Mehr und länger arbeiten – das wünscht sich Arbeitgeberpräsident Rainer Dulger. Damit meint er natürlich nicht sich und seine Kolleg*innen, sondern uns. Anlass seiner öffentlichen Sorgen ist, dass die wöchentliche Arbeitszeit in Deutschland im Jahr 2023 durchschnittlich 34,3 Stunden betrug. Für ihn ist das eine Versündigung an der Nation.
Obwohl heute mehr Menschen arbeiten als vor 20 Jahren, würden sie insgesamt nicht wesentlich mehr arbeiten als damals. Deutschland brauche eine „Steigerung der Effizienz“. Dafür seien auch mehr Ganztagsschulen und Kitas nötig, damit noch mehr Arbeit möglich sei.
Der Grund für die Sorgen des Unternehmers: Der Weltmarkt bricht in seiner bisherigen Form auseinander, Deutschlands wirtschaftlicher Erfolg wankt. In der Krise sollen wir aber nicht nur die Zeche zahlen – in Form von Preiserhöhungen, Sozialabbau und steigenden Mieten. Wir sollen den Karren auch wieder aus dem Dreck ziehen. Dabei bleibt der Schaden wie immer bei uns.
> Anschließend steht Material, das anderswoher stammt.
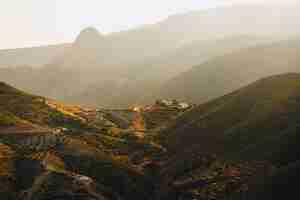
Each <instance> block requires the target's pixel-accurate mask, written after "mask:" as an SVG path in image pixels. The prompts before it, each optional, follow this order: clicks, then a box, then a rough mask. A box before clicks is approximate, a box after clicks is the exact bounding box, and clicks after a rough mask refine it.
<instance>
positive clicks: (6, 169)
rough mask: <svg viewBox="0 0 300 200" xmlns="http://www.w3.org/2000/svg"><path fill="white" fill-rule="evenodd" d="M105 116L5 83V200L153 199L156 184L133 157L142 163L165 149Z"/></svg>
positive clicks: (4, 185)
mask: <svg viewBox="0 0 300 200" xmlns="http://www.w3.org/2000/svg"><path fill="white" fill-rule="evenodd" d="M99 114H100V113H99ZM131 115H134V113H133V114H131ZM105 117H106V116H102V115H100V116H98V115H97V112H96V111H94V110H90V109H85V108H81V107H78V106H70V105H64V104H61V103H58V102H56V101H54V100H50V99H47V98H44V97H40V96H35V95H31V94H27V93H24V92H22V91H20V90H18V89H15V88H13V87H11V86H9V85H7V84H5V83H1V84H0V161H1V162H0V163H1V164H0V188H1V189H0V197H1V199H4V200H14V199H20V200H33V199H34V200H36V199H38V200H45V199H85V200H92V199H97V200H100V199H101V200H102V199H148V198H150V197H149V194H151V193H152V191H153V184H152V182H150V181H149V179H148V178H147V176H146V175H144V173H143V170H142V169H140V168H139V167H138V166H137V164H136V165H134V164H132V163H131V160H130V159H129V157H131V156H134V155H136V156H139V157H140V158H136V159H135V162H136V163H141V162H143V158H144V155H149V156H150V155H151V154H155V153H159V152H160V149H159V147H155V146H154V145H152V143H150V142H149V141H148V142H147V140H143V139H139V138H136V137H135V136H134V133H131V132H133V130H131V129H128V130H127V129H126V130H125V129H121V128H118V127H119V126H118V124H115V120H114V119H113V120H112V121H110V118H108V119H105Z"/></svg>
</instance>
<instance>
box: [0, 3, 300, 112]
mask: <svg viewBox="0 0 300 200" xmlns="http://www.w3.org/2000/svg"><path fill="white" fill-rule="evenodd" d="M297 8H298V6H294V7H288V6H287V7H284V8H282V7H276V6H274V7H268V6H259V5H244V6H227V7H218V8H213V9H208V10H204V11H203V10H202V11H194V12H189V13H184V14H179V15H174V16H170V17H168V18H167V19H165V20H162V21H160V22H158V23H155V24H151V25H145V26H141V27H137V28H135V29H131V30H128V31H121V32H118V33H111V34H101V32H99V31H97V30H96V29H94V28H91V27H90V28H87V29H85V30H83V31H82V32H81V33H80V34H79V36H78V37H77V39H76V40H75V42H74V43H73V44H71V46H70V47H69V48H67V49H66V50H65V51H63V52H62V53H59V54H60V56H59V57H58V58H55V59H52V60H51V61H49V63H48V65H45V67H44V68H43V69H38V70H32V69H28V68H26V69H24V72H23V69H15V70H12V69H3V71H4V72H2V70H1V73H0V75H1V76H0V79H1V80H2V81H6V82H8V83H10V84H12V85H14V86H16V87H18V88H21V89H25V90H26V91H30V92H33V93H35V94H39V95H42V96H48V97H51V98H55V99H59V100H63V101H67V102H74V103H79V104H82V105H89V106H101V107H117V106H118V107H122V108H124V107H128V106H130V105H132V104H145V103H149V102H152V101H153V100H154V99H155V98H157V97H159V96H161V94H168V93H166V92H165V91H166V90H169V86H168V84H167V86H168V87H167V86H164V85H163V84H164V83H165V82H166V81H168V80H169V79H171V78H174V77H176V76H178V75H179V74H180V73H182V72H184V71H186V70H190V69H191V67H192V66H194V65H200V64H202V63H203V62H206V61H207V60H209V59H212V58H214V57H216V56H222V55H224V54H228V53H232V52H235V51H237V50H240V49H243V48H248V47H250V46H255V45H259V44H265V43H266V42H267V43H268V42H274V41H278V40H282V39H286V38H291V37H292V36H295V35H297V34H298V33H299V30H298V27H299V26H298V21H299V20H297V19H298V18H299V14H298V10H299V9H297ZM270 9H271V10H272V15H267V14H266V13H269V11H270ZM253 15H255V18H257V19H259V20H254V18H253ZM36 55H39V54H38V53H37V54H36ZM14 60H17V61H18V62H19V61H20V62H21V61H22V60H21V59H14ZM3 67H6V65H5V66H3ZM29 68H30V67H29ZM145 69H147V70H145ZM265 75H270V74H265ZM253 76H254V75H253ZM8 77H9V78H8ZM15 77H18V78H17V79H16V78H15ZM20 77H21V78H20ZM250 77H251V76H250ZM251 78H252V77H251ZM257 78H261V77H257ZM254 80H256V79H254V78H253V79H251V80H249V81H248V82H246V83H245V84H248V83H250V82H251V81H254ZM49 84H50V85H52V87H51V89H49V88H47V86H48V85H49ZM162 85H163V86H162ZM171 85H174V84H171ZM137 86H139V87H137ZM239 86H243V85H237V86H236V87H235V88H233V89H237V88H238V87H239ZM161 87H163V88H166V89H165V91H163V92H161V93H159V94H157V95H155V94H154V95H153V96H154V98H152V97H153V96H151V94H153V93H155V92H154V91H157V90H158V88H161ZM171 89H172V88H171ZM172 90H173V89H172ZM172 90H171V91H172ZM66 91H67V92H66ZM143 91H148V93H149V94H143V95H140V94H141V92H143ZM226 92H229V91H228V90H226V91H224V93H223V94H225V93H226ZM174 93H175V92H174ZM191 93H193V92H191ZM171 95H173V93H170V96H171ZM187 95H189V94H186V95H180V96H179V95H178V96H177V98H178V97H179V98H182V96H187ZM174 96H175V94H174ZM207 96H208V97H209V99H211V98H213V97H216V95H207ZM188 97H189V96H187V97H186V98H188ZM191 100H194V99H191ZM196 100H198V99H196ZM205 100H208V99H205ZM201 101H202V99H201Z"/></svg>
Vom Mehr an Lohnarbeit erwarten Unternehmen und Staat jedoch nicht nur mehr Ausbeutung, Profite und Steuereinnahmen.
„Früher unterbrach Freizeit die Arbeit – heute ist es andersherum“, so ließ sich der Bremer CDU-Bundestagsabgeordnete Röwekamp in der Zeitung zitieren. Wer hier die Schuld an Deutschlands mangelndem Erfolg trägt, wird damit klar: faule, arbeitsscheue Vaterlandsverräter*innen!
Migrant*innen waren die ersten Ziele der autoritären Transformation, des Rechtsrucks. Die sogenannten Leistungsschwachen – Faule, Erwerbslose, Alleinerziehende, Kranke, Arme – werden die nächsten sein. Die eigentlich richtige Forderung nach mehr Ganztagsschulen und Kitas verkehrt sich so zu einem Teil dieses kommenden sozialen Angriffs.
Dagegen helfen könnte ein solidarischer Antifaschismus. Einer, der den Rechtsruck als Ausdruck der autoritären Transformation der Gesellschaft in der Krise begreift. Der nicht „gesellschaftlichen Zusammenhalt“, sondern solidarische Kämpfe um gemeinsame Verbesserungen dagegenhält. Ein Antifaschismus, der auch die Voraussetzungen des Rechtsrucks benennt. Denn gegen Rechts geht nur radikal: gegen Staat, Nation und Kapital!